El salario promedio de los trabajadores registrados del sector privado en la Argentina perdió poder adquisitivo durante 2025, al quedar por debajo de la inflación anual. Con paritarias mayormente contenidas a lo largo del año, los ingresos no lograron acompañar el avance de los precios, que cerraron con un incremento interanual del 31,5%, según el Índice de Precios al Consumidor (IPC).
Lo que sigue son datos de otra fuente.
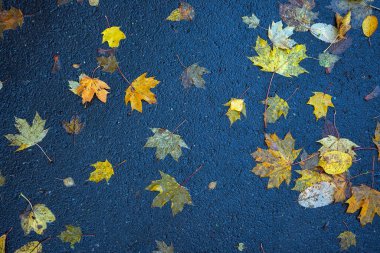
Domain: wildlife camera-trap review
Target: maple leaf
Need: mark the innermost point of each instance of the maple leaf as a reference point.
(169, 190)
(309, 178)
(276, 107)
(30, 247)
(72, 235)
(113, 35)
(280, 37)
(10, 20)
(36, 219)
(252, 21)
(281, 61)
(109, 64)
(193, 76)
(347, 239)
(276, 162)
(184, 12)
(366, 199)
(166, 143)
(103, 171)
(359, 8)
(376, 139)
(30, 135)
(75, 126)
(236, 107)
(140, 90)
(332, 143)
(162, 247)
(343, 24)
(321, 102)
(298, 13)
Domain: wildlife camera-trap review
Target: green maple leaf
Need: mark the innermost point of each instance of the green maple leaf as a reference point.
(29, 135)
(169, 190)
(284, 62)
(166, 143)
(72, 235)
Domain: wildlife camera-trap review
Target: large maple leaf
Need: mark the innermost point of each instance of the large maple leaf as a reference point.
(368, 200)
(284, 62)
(276, 162)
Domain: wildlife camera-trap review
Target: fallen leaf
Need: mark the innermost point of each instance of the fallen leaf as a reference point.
(103, 171)
(113, 35)
(335, 162)
(72, 235)
(320, 101)
(284, 62)
(325, 32)
(280, 37)
(343, 24)
(369, 25)
(166, 143)
(366, 199)
(317, 195)
(184, 12)
(31, 247)
(276, 162)
(10, 20)
(236, 107)
(374, 94)
(276, 107)
(376, 139)
(109, 64)
(36, 219)
(347, 239)
(298, 13)
(252, 21)
(193, 76)
(140, 90)
(30, 135)
(162, 247)
(332, 143)
(169, 190)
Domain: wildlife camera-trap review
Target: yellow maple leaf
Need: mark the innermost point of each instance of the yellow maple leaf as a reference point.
(284, 62)
(276, 162)
(113, 35)
(335, 162)
(103, 171)
(236, 107)
(366, 199)
(88, 87)
(347, 239)
(321, 102)
(343, 24)
(140, 90)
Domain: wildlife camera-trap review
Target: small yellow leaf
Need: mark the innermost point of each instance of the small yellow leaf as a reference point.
(335, 162)
(103, 170)
(369, 25)
(113, 35)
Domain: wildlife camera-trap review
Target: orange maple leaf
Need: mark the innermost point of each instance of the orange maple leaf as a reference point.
(10, 19)
(140, 90)
(88, 87)
(368, 200)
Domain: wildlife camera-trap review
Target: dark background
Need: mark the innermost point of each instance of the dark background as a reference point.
(241, 209)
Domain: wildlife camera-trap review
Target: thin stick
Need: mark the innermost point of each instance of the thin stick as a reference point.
(183, 122)
(266, 100)
(192, 174)
(180, 62)
(43, 151)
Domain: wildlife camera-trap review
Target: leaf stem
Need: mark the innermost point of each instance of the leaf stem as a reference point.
(43, 151)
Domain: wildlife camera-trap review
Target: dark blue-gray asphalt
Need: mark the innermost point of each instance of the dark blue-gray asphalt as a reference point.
(119, 214)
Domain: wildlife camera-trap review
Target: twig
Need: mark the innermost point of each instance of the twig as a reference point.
(43, 151)
(192, 174)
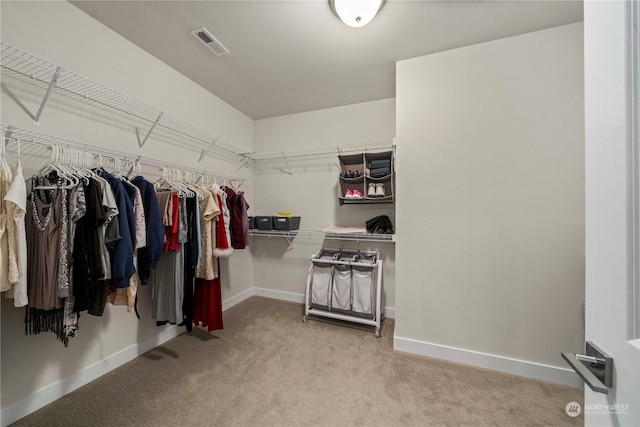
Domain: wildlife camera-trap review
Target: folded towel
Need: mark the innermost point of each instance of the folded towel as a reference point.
(380, 172)
(376, 164)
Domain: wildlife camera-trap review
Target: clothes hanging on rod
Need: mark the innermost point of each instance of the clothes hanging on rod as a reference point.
(96, 236)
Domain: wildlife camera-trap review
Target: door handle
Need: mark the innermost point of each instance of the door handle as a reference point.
(595, 368)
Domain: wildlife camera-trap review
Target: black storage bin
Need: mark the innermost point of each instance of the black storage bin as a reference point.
(286, 223)
(264, 222)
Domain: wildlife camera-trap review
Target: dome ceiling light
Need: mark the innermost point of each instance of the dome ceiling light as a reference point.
(356, 13)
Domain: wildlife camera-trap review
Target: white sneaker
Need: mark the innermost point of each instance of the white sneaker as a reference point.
(371, 192)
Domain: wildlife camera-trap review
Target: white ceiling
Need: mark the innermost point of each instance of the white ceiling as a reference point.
(295, 56)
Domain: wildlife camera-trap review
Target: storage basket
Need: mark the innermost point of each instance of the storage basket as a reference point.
(321, 278)
(286, 223)
(264, 223)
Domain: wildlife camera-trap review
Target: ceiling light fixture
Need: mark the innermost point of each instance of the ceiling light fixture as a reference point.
(356, 13)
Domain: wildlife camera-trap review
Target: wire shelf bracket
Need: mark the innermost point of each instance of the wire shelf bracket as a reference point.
(52, 84)
(151, 129)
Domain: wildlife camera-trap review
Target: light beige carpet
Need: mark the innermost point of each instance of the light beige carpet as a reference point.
(266, 368)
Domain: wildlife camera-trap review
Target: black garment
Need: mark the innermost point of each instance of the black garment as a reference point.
(191, 256)
(87, 267)
(149, 255)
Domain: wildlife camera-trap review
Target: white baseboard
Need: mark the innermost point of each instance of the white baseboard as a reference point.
(54, 391)
(281, 295)
(489, 361)
(237, 299)
(12, 413)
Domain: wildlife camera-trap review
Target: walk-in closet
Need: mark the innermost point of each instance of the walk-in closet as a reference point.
(272, 213)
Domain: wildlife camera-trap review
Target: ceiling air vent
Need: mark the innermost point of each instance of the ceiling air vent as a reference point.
(209, 41)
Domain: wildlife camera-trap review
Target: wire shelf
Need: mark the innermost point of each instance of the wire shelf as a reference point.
(31, 67)
(335, 150)
(319, 234)
(33, 137)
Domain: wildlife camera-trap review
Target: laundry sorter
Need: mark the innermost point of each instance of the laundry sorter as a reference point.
(345, 285)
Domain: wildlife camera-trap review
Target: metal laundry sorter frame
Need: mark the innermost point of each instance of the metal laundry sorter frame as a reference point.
(345, 285)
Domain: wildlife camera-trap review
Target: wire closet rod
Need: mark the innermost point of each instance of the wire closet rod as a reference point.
(35, 68)
(356, 147)
(11, 132)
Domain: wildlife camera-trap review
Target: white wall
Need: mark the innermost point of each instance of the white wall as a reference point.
(62, 34)
(490, 251)
(311, 192)
(609, 257)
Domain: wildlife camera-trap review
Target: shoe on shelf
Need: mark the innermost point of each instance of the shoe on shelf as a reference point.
(371, 192)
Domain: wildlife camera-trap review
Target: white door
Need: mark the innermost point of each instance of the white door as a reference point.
(612, 236)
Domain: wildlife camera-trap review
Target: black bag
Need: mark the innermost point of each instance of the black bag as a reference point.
(380, 225)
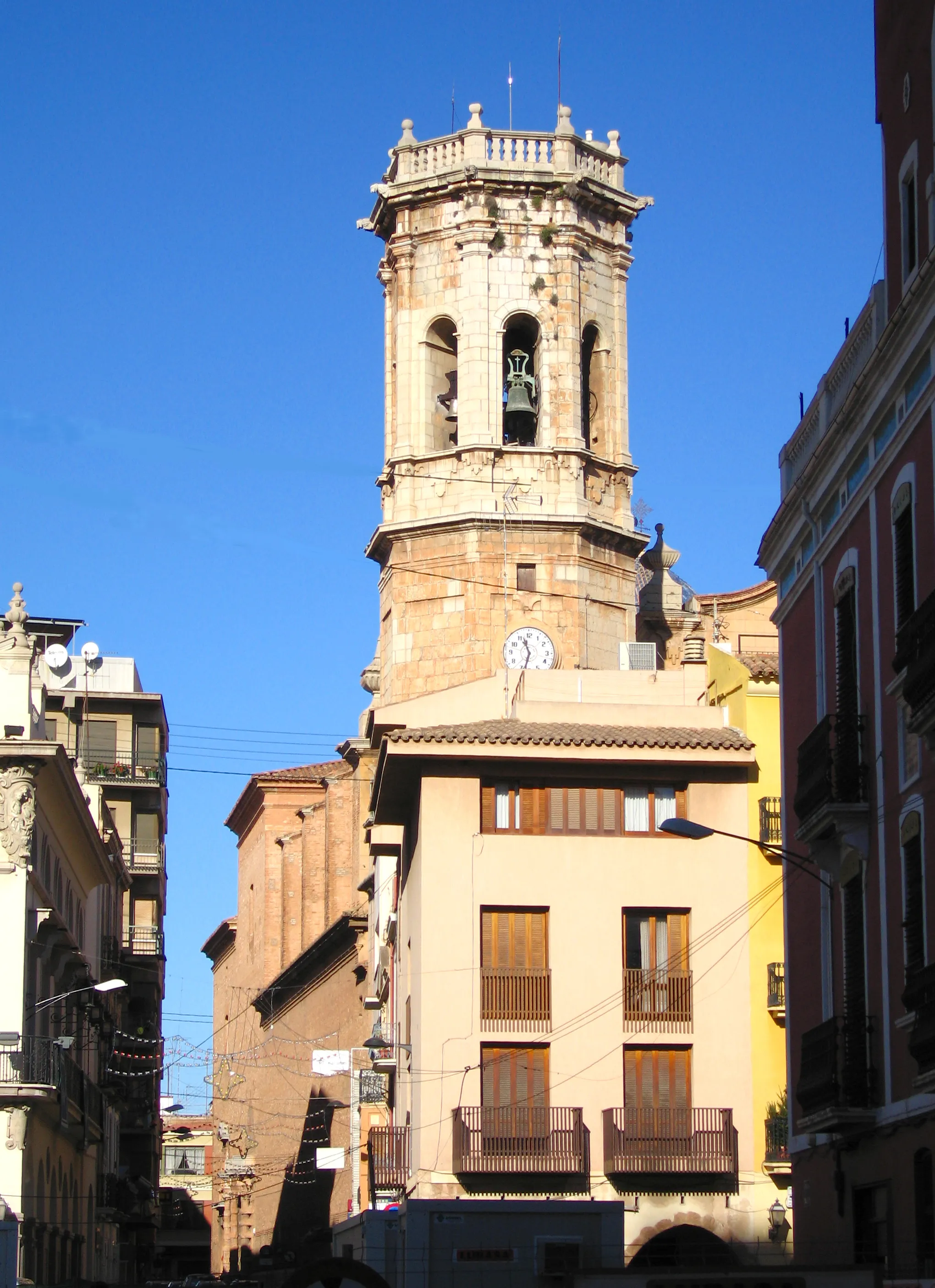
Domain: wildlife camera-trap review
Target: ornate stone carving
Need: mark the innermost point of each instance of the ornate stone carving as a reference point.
(18, 809)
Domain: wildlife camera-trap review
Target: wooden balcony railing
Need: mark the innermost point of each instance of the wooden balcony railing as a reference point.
(657, 1001)
(835, 1073)
(518, 1000)
(388, 1160)
(671, 1150)
(521, 1147)
(831, 771)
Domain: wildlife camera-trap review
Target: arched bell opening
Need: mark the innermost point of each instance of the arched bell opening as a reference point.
(441, 348)
(593, 391)
(521, 381)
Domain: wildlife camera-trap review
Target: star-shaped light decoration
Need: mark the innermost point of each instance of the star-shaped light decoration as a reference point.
(225, 1081)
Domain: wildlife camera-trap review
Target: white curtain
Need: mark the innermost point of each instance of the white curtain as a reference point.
(637, 809)
(665, 806)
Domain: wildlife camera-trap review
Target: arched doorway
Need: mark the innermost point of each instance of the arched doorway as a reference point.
(684, 1247)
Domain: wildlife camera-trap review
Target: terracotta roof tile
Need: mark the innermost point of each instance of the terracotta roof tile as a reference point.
(526, 733)
(762, 666)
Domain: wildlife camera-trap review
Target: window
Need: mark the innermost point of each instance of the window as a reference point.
(526, 577)
(514, 1076)
(657, 986)
(908, 749)
(913, 894)
(657, 1077)
(521, 387)
(907, 188)
(147, 746)
(441, 362)
(101, 742)
(903, 554)
(638, 809)
(925, 1212)
(183, 1158)
(872, 1233)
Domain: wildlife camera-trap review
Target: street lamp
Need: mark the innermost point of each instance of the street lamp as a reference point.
(107, 986)
(692, 831)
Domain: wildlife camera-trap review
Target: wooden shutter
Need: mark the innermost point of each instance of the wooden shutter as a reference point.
(514, 1076)
(557, 809)
(678, 942)
(489, 809)
(590, 809)
(913, 925)
(854, 972)
(845, 614)
(903, 554)
(657, 1078)
(573, 809)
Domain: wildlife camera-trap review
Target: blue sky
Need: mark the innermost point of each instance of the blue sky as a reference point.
(191, 326)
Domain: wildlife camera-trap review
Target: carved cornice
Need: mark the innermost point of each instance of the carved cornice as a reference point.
(18, 808)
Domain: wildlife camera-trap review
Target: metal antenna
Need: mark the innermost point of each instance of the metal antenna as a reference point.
(559, 67)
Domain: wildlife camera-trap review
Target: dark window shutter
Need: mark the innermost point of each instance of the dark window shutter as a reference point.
(913, 924)
(903, 558)
(489, 816)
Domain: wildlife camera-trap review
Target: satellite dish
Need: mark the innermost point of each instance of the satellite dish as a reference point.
(56, 657)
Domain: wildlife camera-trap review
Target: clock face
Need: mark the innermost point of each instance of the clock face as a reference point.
(530, 650)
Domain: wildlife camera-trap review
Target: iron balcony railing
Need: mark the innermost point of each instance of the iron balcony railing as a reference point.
(776, 987)
(772, 819)
(671, 1150)
(516, 999)
(831, 771)
(835, 1071)
(145, 856)
(659, 997)
(388, 1158)
(916, 655)
(519, 1140)
(124, 765)
(777, 1140)
(143, 940)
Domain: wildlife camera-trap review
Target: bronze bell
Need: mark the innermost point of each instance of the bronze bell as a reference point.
(519, 414)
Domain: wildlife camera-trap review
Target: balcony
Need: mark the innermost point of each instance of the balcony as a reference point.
(831, 795)
(671, 1150)
(776, 991)
(772, 821)
(516, 1000)
(143, 940)
(776, 1160)
(916, 656)
(920, 1000)
(125, 768)
(388, 1160)
(145, 857)
(39, 1071)
(836, 1078)
(659, 1002)
(521, 1150)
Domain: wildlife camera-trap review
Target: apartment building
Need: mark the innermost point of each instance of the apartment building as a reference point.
(568, 1000)
(116, 736)
(183, 1238)
(64, 1005)
(853, 550)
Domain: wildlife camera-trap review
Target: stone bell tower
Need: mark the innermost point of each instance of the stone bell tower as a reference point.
(508, 475)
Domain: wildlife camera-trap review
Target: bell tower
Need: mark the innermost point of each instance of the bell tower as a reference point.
(508, 477)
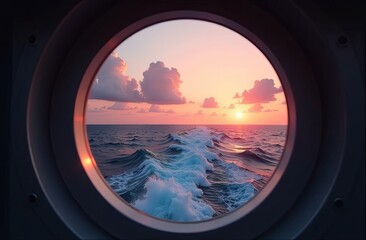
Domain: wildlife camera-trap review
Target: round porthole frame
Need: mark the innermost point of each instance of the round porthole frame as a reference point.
(305, 123)
(90, 165)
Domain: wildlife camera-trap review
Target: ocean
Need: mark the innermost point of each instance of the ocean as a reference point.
(186, 173)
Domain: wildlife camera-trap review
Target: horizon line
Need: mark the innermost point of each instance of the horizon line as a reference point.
(184, 124)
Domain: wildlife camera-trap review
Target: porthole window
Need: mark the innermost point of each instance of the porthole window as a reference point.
(186, 121)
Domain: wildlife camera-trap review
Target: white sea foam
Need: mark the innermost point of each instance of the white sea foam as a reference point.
(170, 200)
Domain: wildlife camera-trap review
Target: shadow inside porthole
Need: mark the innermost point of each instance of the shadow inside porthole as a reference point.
(186, 120)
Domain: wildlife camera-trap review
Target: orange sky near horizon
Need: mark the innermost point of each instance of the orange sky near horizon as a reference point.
(187, 72)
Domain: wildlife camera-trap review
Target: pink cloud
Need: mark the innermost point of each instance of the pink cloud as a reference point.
(270, 110)
(113, 84)
(210, 103)
(263, 91)
(237, 95)
(121, 106)
(232, 106)
(157, 108)
(257, 107)
(200, 112)
(160, 85)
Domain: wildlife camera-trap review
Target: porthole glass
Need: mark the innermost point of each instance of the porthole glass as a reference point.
(186, 120)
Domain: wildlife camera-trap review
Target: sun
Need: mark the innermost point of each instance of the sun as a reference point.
(239, 115)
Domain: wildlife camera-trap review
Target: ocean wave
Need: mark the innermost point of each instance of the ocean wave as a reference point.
(192, 175)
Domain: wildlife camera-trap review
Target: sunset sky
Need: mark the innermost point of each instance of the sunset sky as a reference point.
(186, 72)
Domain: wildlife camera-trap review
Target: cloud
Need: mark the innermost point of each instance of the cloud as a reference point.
(237, 95)
(121, 106)
(210, 103)
(160, 85)
(142, 110)
(112, 84)
(263, 92)
(270, 110)
(232, 106)
(257, 107)
(157, 108)
(200, 112)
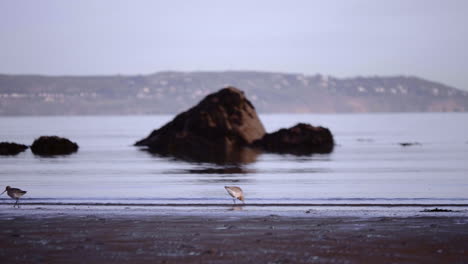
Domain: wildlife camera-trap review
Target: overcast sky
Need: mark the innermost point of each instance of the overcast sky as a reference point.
(345, 38)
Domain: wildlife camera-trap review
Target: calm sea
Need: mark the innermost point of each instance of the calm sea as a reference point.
(367, 166)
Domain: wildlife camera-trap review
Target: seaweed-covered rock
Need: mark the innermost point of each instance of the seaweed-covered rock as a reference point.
(9, 148)
(53, 145)
(301, 139)
(217, 128)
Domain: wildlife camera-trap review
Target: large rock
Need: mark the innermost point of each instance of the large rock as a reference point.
(53, 145)
(301, 139)
(9, 148)
(217, 129)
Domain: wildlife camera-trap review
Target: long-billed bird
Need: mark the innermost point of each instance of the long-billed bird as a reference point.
(235, 192)
(14, 193)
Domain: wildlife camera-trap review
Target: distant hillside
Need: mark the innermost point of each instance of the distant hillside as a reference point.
(172, 92)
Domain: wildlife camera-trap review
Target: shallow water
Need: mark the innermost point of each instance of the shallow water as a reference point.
(367, 166)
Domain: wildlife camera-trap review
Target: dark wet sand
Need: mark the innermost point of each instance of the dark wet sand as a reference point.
(218, 239)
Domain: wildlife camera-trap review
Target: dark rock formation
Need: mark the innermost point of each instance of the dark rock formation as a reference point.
(301, 139)
(53, 145)
(217, 129)
(8, 148)
(224, 128)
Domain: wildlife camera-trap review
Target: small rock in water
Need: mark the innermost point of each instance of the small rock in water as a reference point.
(10, 149)
(408, 144)
(53, 145)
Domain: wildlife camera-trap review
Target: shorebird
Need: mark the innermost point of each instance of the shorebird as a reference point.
(14, 193)
(235, 192)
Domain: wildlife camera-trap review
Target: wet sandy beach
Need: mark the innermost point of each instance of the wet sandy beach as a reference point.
(89, 236)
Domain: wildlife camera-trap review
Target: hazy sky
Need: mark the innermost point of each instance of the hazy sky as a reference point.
(345, 38)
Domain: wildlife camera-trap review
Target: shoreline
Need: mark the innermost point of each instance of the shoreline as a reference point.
(138, 235)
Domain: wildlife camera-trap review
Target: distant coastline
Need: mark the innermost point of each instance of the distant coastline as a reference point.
(172, 92)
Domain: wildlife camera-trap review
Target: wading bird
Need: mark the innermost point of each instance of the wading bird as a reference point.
(235, 192)
(14, 193)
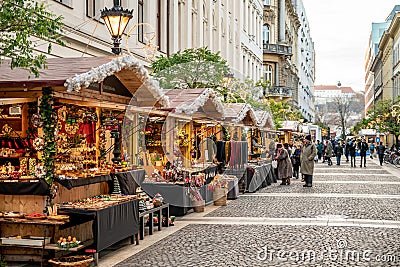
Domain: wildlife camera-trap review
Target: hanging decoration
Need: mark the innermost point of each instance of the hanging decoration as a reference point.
(98, 74)
(49, 125)
(150, 49)
(194, 106)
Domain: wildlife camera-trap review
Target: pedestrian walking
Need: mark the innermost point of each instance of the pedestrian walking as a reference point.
(363, 146)
(329, 152)
(381, 151)
(347, 150)
(371, 150)
(284, 168)
(320, 148)
(296, 161)
(308, 153)
(352, 152)
(338, 153)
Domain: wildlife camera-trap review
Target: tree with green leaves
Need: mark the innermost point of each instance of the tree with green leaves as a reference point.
(190, 68)
(283, 111)
(22, 23)
(385, 117)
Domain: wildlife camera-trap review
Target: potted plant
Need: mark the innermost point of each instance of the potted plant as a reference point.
(198, 202)
(219, 185)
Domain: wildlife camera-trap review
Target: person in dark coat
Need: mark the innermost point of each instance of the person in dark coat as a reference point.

De acuerdo con los últimos datos difundidos por el Instituto Nacional de Estadística y Censos (Indec), hasta noviembre de 2025 los salarios registrados aumentaron 26,2% en promedio, mientras que en el caso específico del sector privado el alza fue aún menor: 25,6% acumulado. La diferencia frente a la inflación implicó una pérdida concreta de poder adquisitivo para amplios sectores de trabajadores formales.
Paritarias “pisadas” y pérdida salarial
La dinámica salarial de 2025 estuvo marcada por negociaciones paritarias con topes informales y actualizaciones parciales, en un contexto de desaceleración inflacionaria pero con arrastre de precios elevado. Si bien algunos gremios lograron revisiones, en términos generales los aumentos no alcanzaron para compensar el encarecimiento del costo de vida.
Ese escenario explica que, ya en enero de 2026, varios sindicatos hayan reabierto discusiones o firmado acuerdos con subas superiores al promedio, con el objetivo de recomponer ingresos.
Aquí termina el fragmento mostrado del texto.